IMPORTANT: some of the results are written directly to the template_list.csv and thus this file should be closed during the analysis otherwise the “Permission denied” error can occur on some systems.
from cryocat import pana
# Setup the paths
parent_folder_path = './'
angle_list_path = './'
template_list = './template_list.csv'
wedge_path = './' # not directly used in this tutorial but has to be set
# Set indices
indices = [0, 1]
# Run peak analysis
# Creates _scores.em, _angles.em, _dist_all.em, _dist_normals.em, _dist_inplane.em, and .csv file with basic
# stats - the mask overlap is for the soft mask used in TM
pana.run_analysis(template_list, indices, angle_list_path, wedge_path, parent_folder_path)
# Analysis of distance maps
# Analysis of distance maps - it will get the area around the scores peak and label it, counts voxels, solidity and
# bounding boxes for all three distance maps
# Creates labeled dist maps: _dist_all_label.em, _dist_normals_label.em, _dist_inplane_label.em,
# _dist_all_label_open.em, _dist_normals_label_open.em, _dist_inplane_label_open.em
pana.compute_dist_maps_voxels(template_list, indices, parent_folder_path)
# Mask statistics
# Compute basic statistics on tight masks
pana.get_mask_stats(template_list, indices, parent_folder_path)
# Peak line profiles and statistics
# Creates id_5_peak_line_profiles.csv file with peak profiles in x,y,z
pana.compute_center_peak_stats_and_profiles(template_list, indices, parent_folder_path)
# Tight mask overlap
pana.check_existing_tight_mask_values(template_list, indices, parent_folder_path, angle_list_path)
# Angular histograms
# Creates histogram of scores values and peak value dependency on different angles
# Creates outputs in _gradual_angles_analysis.csv and '_gradual_angles_histograms.csv files in the output folders
pana.run_angle_analysis(template_list, indices, wedge_path, parent_folder_path, write_output = True)
# Summary PDF
# Create pdf summary - fully based on the csv file
# Creates _summary.pdf
pana.create_summary_pdf(template_list, indices, parent_folder_path)

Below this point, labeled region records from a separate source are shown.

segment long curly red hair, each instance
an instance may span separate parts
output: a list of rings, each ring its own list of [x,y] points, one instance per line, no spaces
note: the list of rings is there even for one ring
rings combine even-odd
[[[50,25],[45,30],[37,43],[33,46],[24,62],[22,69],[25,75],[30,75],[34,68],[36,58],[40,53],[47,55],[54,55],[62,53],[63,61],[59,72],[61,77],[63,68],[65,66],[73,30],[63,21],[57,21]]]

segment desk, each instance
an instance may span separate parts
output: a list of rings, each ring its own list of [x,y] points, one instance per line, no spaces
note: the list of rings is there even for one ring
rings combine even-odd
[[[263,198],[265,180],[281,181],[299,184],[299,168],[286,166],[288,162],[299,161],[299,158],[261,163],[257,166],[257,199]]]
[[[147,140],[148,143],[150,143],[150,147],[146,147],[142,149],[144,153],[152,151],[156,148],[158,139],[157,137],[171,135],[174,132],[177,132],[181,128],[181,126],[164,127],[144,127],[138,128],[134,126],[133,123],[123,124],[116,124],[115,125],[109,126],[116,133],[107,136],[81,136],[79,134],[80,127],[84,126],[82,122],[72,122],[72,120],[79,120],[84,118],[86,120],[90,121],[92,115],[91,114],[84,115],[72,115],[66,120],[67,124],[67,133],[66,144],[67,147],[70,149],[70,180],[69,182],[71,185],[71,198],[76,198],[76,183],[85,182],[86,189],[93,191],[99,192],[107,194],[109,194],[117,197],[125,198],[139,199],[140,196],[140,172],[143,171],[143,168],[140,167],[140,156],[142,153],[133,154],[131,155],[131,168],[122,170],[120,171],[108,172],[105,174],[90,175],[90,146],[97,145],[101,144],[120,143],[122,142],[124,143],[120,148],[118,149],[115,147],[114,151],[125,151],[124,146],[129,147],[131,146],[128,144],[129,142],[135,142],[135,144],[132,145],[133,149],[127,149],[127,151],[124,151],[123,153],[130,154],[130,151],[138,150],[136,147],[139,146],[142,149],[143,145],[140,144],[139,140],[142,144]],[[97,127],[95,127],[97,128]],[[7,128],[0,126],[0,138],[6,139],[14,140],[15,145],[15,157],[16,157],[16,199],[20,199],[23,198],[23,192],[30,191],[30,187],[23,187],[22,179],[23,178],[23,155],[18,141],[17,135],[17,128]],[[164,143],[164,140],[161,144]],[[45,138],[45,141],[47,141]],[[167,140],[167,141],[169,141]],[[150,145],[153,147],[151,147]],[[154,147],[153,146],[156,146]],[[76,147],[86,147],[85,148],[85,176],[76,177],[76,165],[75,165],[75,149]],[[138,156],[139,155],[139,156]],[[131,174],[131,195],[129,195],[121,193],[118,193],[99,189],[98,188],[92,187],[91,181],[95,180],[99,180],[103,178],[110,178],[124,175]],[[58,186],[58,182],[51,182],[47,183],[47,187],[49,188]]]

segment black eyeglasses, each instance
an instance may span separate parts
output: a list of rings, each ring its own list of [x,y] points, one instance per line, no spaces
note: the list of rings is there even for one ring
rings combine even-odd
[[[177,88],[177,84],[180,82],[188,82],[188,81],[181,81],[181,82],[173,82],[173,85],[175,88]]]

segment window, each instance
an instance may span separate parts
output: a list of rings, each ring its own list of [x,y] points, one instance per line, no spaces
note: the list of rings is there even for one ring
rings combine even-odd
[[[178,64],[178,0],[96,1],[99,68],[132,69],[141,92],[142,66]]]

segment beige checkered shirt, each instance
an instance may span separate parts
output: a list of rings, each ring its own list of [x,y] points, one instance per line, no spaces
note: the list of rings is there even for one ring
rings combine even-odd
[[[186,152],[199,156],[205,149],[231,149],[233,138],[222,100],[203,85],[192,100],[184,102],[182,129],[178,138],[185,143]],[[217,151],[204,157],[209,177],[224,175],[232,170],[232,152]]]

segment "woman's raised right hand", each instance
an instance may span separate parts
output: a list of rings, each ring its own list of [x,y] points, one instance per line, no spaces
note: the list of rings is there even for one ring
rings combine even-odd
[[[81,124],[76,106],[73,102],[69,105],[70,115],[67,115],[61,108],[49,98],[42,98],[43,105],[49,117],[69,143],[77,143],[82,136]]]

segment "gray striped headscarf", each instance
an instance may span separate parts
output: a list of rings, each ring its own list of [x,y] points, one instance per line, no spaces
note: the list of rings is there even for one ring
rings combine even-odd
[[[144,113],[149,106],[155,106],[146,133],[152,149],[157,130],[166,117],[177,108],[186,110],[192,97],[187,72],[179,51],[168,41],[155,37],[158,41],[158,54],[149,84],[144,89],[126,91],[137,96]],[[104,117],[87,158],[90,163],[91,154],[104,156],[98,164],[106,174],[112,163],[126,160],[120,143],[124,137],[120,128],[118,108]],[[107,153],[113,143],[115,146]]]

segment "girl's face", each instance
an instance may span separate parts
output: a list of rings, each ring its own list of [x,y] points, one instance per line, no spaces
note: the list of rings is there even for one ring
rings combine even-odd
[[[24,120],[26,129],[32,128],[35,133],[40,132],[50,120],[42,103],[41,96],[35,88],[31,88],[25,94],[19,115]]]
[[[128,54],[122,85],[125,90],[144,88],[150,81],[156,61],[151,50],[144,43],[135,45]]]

Open the summary pdf files in id_0_results and id_1_results to get some statistics on the peak analysis with 10 and 5 degrees angular increment. The most differences can be seen in the cone distance map (the second to last row) - the 10 degrees results in 180.0 degrees rotation around the peak suggesting that this angular increment is too big. For that reason one should proceed with angles_5_c13.txt for template matching.